What do FAANG companies do differently that smaller companies could learn from? - Antecedent
I work for a small enterprise development team as a junior engineer. We have 15 people and most of our development work is very reactive and shoot from the hip simply bc many are self taught and nobody has really done software on scale before coming here and hacking together something.<p>Anyone who has worked at a large company that focuses on technology, what are some best practices for things that you would recommend?
======
benjaminjosephw
Your advantage as a small team is in your ability to move quickly. The bigger
a team or a company is, the more inefficiencies there are in making decisions
and sharing ideas. While you're small, do every thing you can to take
advantage of how nimble you are.

One concrete things you might want to consider is setting up a good code
integration workflow and an automated release pipeline. This is, without
doubt, the single best thing you can do to reduce friction and help you get
faster - and speed is your secret weapon. It will also help you stay
disciplined since everyone will have to follow the same process to integrate
and deliver their changes. But before you dive in to set up the latest and
greatest CI/CD setup, remember that you have different needs and requirements
to a big company. Keep it simple and only add what you need and what clearly
adds value (ask yourself is it worth the time[0]).

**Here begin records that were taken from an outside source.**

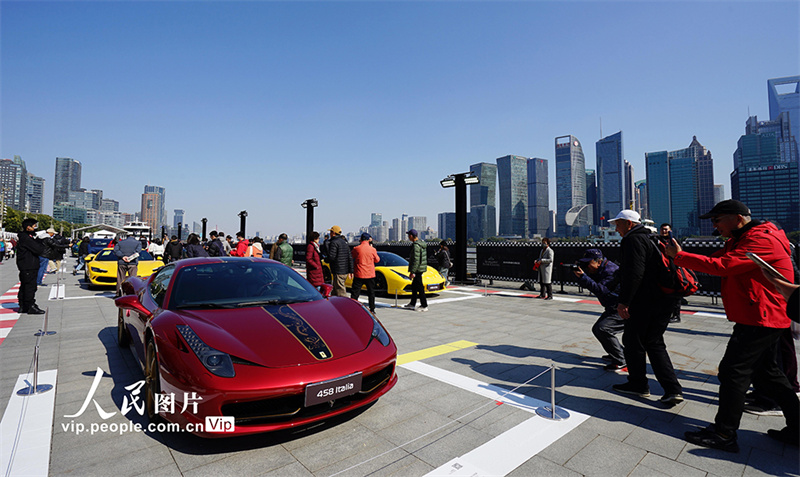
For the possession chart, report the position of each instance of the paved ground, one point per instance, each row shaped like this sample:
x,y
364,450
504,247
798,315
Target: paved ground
x,y
517,338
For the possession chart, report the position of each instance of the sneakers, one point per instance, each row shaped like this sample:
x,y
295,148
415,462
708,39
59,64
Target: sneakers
x,y
615,367
785,435
628,388
709,437
760,409
671,399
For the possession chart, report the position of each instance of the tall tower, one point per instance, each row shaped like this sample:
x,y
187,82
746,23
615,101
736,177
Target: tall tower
x,y
67,178
512,175
538,197
483,202
570,180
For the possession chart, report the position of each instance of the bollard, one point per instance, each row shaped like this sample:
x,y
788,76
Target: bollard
x,y
552,412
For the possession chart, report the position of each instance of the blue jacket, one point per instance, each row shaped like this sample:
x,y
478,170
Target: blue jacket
x,y
604,284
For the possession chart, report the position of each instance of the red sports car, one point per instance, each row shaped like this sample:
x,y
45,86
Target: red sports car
x,y
247,345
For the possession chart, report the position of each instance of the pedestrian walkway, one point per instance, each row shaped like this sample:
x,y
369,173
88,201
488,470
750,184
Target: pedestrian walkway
x,y
464,400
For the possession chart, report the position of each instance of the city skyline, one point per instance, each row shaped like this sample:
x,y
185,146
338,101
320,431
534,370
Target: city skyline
x,y
372,98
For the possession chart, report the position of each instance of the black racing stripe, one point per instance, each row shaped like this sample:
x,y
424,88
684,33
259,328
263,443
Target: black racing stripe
x,y
301,330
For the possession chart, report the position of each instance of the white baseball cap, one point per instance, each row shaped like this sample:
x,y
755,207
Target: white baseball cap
x,y
627,214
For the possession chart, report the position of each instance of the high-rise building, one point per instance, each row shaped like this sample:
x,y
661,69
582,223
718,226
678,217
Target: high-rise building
x,y
14,182
538,197
681,187
784,97
571,186
610,177
35,194
447,225
482,223
67,178
159,216
761,179
512,180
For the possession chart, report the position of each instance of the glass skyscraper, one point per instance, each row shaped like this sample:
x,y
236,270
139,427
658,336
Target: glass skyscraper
x,y
681,187
570,180
610,177
482,221
764,178
512,175
538,198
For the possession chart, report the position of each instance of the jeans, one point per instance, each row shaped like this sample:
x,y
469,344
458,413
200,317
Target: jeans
x,y
750,357
355,291
606,329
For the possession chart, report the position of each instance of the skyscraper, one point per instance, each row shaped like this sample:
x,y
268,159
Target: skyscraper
x,y
610,176
67,178
512,178
160,218
783,98
681,187
761,178
570,184
482,222
538,197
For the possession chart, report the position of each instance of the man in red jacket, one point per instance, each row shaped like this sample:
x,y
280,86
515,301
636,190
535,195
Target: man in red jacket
x,y
758,312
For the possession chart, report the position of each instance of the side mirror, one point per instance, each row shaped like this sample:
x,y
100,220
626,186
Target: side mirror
x,y
131,302
326,290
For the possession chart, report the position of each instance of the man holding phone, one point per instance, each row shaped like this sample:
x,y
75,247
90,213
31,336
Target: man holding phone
x,y
757,310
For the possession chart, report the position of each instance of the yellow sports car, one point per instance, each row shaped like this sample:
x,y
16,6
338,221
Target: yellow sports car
x,y
391,276
101,268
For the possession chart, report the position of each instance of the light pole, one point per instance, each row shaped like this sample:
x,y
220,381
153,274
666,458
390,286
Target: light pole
x,y
309,205
460,182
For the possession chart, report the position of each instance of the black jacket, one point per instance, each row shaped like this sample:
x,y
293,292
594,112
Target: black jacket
x,y
339,256
640,270
28,251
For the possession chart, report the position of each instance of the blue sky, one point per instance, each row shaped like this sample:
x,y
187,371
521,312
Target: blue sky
x,y
367,105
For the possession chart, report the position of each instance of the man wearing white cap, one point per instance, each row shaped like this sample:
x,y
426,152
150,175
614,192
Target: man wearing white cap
x,y
646,311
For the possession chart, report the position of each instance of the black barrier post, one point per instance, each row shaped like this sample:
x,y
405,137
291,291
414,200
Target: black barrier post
x,y
242,222
460,182
309,205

Another way that your small size is an advantage is in being able to
communicate clearly with each other and make decisions quickly. In larger
companies, decisions can get complicated. A small team has the potential to
make coherent and strategic decisions without nearly as much fuss. Use that to
your advantage.

Don't be too quick to adopt all of the practices of bigger companies and work
to your strengths.

[0] - [https://xkcd.com/1205/](https://xkcd.com/1205/)

------
gregjor
Same, but at scale.